On Saturday 22 May 2010 14:07:34 Konstantin Tokarev wrote:
That also break compatibility - the target should remain avogadro, as
it was int the release.
As you wish
Targets will be:
avogadrocore - non-gui-related
avogadrowidget - gui, plugin management
plotwidget
periodictable
avogadro - everything
is it ok?
That would preserve compatibility. Also, in general you want to change the
target name to reflect the library name, rather than changing the output name.
It makes it much easier to relate the target to the compiled binary.
OUTPUT_NAME should only really be changed in situations where you have things
like avogadro and avogadro-app (both would naturally have the same target
name, but cannot).
I am not sure what you mean by early stage - Avogadro has been in
development for a number of years.
Surely, but it doesn’t mean it’s already perfect or used in hundreds
of projects. Later it would be harder to make changes.

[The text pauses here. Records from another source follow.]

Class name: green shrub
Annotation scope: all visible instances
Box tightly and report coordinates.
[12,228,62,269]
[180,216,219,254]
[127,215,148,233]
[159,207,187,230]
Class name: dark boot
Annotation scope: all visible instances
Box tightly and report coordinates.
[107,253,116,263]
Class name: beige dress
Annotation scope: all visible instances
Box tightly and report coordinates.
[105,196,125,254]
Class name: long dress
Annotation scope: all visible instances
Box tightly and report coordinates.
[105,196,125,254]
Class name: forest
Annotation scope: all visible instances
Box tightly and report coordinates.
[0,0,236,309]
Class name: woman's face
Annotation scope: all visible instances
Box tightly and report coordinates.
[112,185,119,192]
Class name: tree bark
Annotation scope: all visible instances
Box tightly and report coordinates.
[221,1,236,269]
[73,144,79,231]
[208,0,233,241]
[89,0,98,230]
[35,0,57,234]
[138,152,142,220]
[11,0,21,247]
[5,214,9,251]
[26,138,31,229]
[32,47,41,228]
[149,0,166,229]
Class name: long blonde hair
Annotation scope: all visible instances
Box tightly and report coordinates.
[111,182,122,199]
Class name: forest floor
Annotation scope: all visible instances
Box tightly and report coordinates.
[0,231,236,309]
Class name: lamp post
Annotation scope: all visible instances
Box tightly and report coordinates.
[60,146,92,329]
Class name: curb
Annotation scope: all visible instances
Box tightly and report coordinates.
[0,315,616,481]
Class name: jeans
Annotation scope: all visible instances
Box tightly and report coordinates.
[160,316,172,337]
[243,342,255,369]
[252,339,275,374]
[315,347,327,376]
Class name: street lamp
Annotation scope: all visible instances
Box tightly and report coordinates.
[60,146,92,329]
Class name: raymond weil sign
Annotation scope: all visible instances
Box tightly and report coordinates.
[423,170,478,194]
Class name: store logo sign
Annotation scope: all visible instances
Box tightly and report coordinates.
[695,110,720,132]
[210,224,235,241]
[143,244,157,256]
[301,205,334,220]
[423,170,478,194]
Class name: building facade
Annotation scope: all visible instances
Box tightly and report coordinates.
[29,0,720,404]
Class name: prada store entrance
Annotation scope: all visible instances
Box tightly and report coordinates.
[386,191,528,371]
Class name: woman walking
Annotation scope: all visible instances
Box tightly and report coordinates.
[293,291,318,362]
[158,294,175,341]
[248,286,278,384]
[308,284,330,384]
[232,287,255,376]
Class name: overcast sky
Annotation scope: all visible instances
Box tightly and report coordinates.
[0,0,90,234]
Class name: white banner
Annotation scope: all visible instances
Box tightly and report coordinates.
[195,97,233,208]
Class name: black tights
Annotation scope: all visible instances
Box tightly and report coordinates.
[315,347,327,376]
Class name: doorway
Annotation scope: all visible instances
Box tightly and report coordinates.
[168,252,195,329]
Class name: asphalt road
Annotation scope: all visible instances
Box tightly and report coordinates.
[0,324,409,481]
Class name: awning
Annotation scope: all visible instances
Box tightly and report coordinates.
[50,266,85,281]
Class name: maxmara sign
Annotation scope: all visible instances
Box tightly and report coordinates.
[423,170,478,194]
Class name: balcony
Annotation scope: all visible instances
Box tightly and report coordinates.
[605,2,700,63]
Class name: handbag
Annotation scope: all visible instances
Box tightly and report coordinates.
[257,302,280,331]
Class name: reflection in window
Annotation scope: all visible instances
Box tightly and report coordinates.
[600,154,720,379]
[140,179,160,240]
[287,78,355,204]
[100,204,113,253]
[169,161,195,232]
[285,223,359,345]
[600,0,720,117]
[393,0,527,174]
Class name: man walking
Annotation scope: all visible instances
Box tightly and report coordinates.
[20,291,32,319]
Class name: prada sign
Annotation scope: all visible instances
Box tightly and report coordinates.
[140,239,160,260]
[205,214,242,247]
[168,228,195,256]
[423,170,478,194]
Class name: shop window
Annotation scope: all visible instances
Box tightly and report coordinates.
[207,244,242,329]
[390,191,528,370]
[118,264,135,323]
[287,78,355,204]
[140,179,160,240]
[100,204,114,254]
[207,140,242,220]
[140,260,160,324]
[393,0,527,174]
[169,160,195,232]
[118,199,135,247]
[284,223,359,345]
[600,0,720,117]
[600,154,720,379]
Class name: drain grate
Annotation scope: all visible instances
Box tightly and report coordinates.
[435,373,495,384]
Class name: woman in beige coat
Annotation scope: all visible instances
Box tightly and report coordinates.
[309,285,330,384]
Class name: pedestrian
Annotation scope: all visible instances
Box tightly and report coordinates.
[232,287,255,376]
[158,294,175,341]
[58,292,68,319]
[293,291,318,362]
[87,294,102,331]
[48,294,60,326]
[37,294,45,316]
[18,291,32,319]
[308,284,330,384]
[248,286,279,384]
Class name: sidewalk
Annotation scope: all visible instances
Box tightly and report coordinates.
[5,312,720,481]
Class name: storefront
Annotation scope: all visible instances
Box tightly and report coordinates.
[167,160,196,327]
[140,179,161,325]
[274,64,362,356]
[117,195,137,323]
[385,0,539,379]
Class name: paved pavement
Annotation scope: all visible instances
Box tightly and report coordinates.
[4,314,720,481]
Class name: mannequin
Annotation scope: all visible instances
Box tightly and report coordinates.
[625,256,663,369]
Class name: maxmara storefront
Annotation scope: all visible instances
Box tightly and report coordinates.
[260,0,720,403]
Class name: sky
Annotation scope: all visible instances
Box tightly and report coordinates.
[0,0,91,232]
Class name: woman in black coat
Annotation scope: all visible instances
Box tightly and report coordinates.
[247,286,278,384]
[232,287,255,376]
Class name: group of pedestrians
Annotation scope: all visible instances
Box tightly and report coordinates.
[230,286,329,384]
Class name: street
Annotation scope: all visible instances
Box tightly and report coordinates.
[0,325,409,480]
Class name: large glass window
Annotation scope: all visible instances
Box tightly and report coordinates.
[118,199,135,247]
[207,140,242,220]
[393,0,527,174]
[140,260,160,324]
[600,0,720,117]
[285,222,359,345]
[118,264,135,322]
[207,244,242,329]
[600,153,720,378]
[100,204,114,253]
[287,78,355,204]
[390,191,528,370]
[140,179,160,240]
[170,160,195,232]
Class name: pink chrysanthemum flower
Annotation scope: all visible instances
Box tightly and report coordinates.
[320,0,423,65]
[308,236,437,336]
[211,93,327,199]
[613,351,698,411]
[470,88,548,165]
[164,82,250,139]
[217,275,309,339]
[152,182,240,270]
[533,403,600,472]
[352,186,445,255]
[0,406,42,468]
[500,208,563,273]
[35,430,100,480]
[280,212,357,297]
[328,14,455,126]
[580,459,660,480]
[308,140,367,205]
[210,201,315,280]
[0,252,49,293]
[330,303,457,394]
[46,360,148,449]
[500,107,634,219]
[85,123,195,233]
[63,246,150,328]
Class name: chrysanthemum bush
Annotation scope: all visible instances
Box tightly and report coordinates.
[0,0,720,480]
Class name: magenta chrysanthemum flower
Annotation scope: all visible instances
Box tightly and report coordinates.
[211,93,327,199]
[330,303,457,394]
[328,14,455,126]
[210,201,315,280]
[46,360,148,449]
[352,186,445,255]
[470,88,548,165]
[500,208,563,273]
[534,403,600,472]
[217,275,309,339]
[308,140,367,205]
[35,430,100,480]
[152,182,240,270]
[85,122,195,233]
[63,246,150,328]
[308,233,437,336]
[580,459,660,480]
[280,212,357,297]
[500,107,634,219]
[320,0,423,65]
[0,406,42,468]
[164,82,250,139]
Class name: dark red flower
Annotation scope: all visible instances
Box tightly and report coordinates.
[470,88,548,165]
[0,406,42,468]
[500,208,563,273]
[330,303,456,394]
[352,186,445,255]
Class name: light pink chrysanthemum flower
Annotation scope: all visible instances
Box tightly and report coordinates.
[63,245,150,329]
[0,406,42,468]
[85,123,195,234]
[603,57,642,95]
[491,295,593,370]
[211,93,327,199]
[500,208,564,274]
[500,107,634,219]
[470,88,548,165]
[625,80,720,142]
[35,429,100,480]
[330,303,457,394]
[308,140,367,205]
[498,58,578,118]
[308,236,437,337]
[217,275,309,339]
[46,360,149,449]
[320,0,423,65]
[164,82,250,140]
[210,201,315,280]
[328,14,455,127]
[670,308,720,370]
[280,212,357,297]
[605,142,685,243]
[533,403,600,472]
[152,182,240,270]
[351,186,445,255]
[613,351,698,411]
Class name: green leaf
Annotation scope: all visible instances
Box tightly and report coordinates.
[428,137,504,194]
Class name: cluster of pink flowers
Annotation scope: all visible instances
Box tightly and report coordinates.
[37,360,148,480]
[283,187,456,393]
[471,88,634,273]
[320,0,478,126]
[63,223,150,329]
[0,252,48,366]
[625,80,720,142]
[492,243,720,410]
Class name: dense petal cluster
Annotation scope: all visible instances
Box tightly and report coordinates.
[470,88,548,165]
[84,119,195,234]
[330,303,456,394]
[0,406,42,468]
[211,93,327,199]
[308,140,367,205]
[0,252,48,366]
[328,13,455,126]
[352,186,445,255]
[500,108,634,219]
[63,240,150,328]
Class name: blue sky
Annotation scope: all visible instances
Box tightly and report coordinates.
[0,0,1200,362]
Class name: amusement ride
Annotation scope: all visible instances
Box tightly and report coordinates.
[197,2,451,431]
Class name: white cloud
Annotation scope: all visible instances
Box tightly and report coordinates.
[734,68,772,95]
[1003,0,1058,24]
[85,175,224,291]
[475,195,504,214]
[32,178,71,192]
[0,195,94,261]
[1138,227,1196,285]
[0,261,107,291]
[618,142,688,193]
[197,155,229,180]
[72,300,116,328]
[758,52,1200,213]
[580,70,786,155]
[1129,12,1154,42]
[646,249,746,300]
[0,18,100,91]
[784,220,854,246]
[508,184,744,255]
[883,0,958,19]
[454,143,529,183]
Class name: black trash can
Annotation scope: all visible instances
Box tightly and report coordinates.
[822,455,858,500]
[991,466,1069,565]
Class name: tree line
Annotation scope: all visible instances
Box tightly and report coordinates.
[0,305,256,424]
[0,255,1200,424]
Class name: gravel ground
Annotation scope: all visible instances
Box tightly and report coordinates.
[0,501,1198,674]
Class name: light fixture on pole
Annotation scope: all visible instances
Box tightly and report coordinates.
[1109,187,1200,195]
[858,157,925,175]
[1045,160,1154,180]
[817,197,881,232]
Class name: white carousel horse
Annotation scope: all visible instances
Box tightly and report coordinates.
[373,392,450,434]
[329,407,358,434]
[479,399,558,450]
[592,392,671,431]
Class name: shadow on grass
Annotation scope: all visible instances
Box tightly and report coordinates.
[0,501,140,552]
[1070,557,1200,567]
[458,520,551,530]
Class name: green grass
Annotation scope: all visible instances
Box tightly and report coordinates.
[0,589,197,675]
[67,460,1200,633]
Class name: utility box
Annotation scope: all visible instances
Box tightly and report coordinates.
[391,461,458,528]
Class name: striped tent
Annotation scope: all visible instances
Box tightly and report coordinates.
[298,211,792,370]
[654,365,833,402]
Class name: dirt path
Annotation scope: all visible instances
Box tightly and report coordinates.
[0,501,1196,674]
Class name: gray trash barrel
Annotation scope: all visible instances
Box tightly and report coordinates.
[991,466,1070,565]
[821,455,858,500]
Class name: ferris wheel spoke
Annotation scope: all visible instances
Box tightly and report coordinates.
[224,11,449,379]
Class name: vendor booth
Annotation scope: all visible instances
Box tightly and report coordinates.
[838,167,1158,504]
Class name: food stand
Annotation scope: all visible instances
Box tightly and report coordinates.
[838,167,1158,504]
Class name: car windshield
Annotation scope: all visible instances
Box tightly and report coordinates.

You seem to miss my point that we have already put off freezing, 1.0 was a big
milestone. Whether it is hundreds or five, and remember chemistry is quite
niche, and unlikely to ever read the numbers you are expecting. It would be
great if it did though.
There are some almost obvious drawbacks in design (e.g., OpenGL and
Python are fastened with nails instead of more flexible solution,
read “Refactoring Ideas”). I think if they won’t get fixed and we’ll
keep everything “1.0-compatible”, they’ll stay for years
We already relaxed into breaking ABI for the next release. Never claimed that
things were perfect, and I was never sure we had Python down. A separate
target probably does make a lot of sense there. You don’t see Qt splitting
into hundreds of libraries for each widget, and you certainly don’t see them
moving public API between libraries in minor releases.
It would be great to have at least approximate statistics how many
people use Avogadro for development.
How do you expect to get those for any open source project? I am not sure I
can share the identities of everyone who has emailed me with questions about
developing Avogadro related code (I would have to check with them).
Given more time I have hundreds of ideas, many of which involve redesigning
our API. How about building a full scene graph for rendering, and using that
with point sprites for highly scalable OpenGL 2.0 rendering. I have some local
code where I have experimented with that.
Highly experimental changes should happen in branches, mature, and if they
look good land in master when they are ready. I purposefully kept some large
chunks of code out of our public API because they were not ready, and I didn’t
want to commit to supporting them.
If I split out rendering, and do it in another separate library, I will also
use a separate namespace, so that the old Avogadro rendering code would still
be valid. I would want to continue to support it until a 2.0. It sounds like
there is so much you feel must change, that you need to on a 2.0. If that is
the case, then perhaps working in a branch on a longer term vision is the
right thing to do there.
There are ways to continue innovating without constant refactoring and
tweaking. You make large changes in chunks, minimize disruption to users. If
you want to work on a 2.0 candidate, then why not try it. I just don’t think
we should release it as 1.2. If it is not backwards compatible in any real
way, then call it what it is. I was hoping to get at least one or two minor
releases out, but in all honesty with what I have learned and some time could
write an amazing 2.0 release.
I am not making this stuff up, these are commen expectations with release
numbers. It sounds like you want to rewrite and refactor large parts of
Avogadro, that would need to have a 2.0 label on it. If we want to abandon 1.y
line already, that is OK, but it should be stated. I can backport what we want
to 1.y and make some bug fix releases. Eigen is on their 3.0 effort already.
If we are going to have a 2.0, then may be everything gets re-examined, we
work on it. I will backport/improve 1.0 to keep our userbase happy. When 2.0
starts to settle, then we start to make some alpha releases. I can backport
some of the new features for a 1.2 release. I do want transparency in our
releases, I really don’t want to be one of those projects that make a 1.2
release where so much changes porting is inevitable.